This feast always falls within Lent even on the latest start date for Ash Wednesday, and I think that has meaning. The three pieties of Lent, Prayer, Fasting, and Almsgiving are truly brought to mind in this saint.
Frances is known as being a reluctant bride, for feeling trapped in various worlds, and especially for her charity to the poor and sick, but there is another aspect that I want to focus on: the Christian idea of love that manifests itself in deep friendship. Frances developed deep friendships with people that she initially dismissed, even those close to her in her family, people who, once she took the risk to share her truest and deepest beliefs with, surprised her with equal love and support. In the end she is probably better known for the quotes of others directed at her, rather than any thing she said which shows the power of that humble love.
Spiritual friendship is perhaps a lost concept in this "connected" world that we live in but it is a great answer to it. The more we "connect" through technology alone, the bigger the wedge we drive in our daily interactions and relationships. We can fail to see the forest for the trees; we can dismiss others before know them.

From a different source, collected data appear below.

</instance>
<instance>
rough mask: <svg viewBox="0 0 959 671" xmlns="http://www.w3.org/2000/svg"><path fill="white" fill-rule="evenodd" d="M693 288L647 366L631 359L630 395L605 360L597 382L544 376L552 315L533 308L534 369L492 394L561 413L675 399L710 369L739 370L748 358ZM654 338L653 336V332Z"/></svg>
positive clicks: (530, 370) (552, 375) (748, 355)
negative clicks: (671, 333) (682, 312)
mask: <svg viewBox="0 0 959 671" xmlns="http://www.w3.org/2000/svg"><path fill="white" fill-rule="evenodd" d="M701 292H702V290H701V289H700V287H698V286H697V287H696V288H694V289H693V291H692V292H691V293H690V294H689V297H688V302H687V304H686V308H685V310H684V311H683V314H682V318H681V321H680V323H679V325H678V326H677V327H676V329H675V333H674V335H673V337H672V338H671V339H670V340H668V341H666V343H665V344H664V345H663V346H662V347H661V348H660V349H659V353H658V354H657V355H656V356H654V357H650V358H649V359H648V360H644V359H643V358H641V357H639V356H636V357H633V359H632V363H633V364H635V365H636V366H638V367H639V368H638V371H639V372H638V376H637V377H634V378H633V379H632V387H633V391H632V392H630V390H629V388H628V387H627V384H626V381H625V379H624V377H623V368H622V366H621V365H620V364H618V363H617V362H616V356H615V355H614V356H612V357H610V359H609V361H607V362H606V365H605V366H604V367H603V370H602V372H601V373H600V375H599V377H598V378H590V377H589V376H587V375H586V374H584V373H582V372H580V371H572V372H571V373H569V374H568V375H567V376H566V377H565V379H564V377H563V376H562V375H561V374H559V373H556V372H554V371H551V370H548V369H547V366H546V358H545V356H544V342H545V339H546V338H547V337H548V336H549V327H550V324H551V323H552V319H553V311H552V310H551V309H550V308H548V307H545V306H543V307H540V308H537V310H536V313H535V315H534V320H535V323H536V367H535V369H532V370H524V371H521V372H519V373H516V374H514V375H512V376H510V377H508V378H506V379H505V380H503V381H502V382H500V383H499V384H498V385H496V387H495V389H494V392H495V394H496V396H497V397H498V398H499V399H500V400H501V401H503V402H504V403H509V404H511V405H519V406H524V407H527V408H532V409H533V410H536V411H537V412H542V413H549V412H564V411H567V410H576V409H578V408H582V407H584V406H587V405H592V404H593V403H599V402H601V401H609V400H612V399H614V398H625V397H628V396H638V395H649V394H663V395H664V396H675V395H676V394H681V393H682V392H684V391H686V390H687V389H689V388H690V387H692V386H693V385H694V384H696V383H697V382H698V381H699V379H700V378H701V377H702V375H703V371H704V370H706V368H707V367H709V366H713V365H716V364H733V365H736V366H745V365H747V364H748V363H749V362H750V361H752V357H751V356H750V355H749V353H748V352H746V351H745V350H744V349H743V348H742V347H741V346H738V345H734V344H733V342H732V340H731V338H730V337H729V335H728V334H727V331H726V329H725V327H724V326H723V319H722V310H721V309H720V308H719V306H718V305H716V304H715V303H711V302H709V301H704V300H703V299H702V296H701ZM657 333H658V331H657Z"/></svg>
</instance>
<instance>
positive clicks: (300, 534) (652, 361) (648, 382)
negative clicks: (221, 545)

Frances reminds us to love personally, freely, and deeply despite the risks.
And a special shout out to one of my favs, Gregory of Nyssa - Church Father; check him out.
Is this not, rather, the fast that I choose: releasing those bound unjustly, untying the thongs of the yoke; Setting free the oppressed, breaking off every yoke? Is it not sharing your bread with the hungry, bringing the afflicted and the homeless into your house; Clothing the naked when you see them, and not turning your back on your own flesh? Then your light shall break forth like the dawn, and your wound shall quickly be healed; Your vindication shall go before you, and the glory of the LORD shall be your rear guard. Then you shall call, and the LORD will answer, you shall cry for help, and he will say: “Here I am!” If you remove the yoke from among you, the accusing finger, and malicious speech; If you lavish your food on the hungry and satisfy the afflicted; Then your light shall rise in the darkness, and your gloom shall become like midday; Then the LORD will guide you always and satisfy your thirst in parched places, will give strength to your bones And you shall be like a watered garden, like a flowing spring whose waters never fail.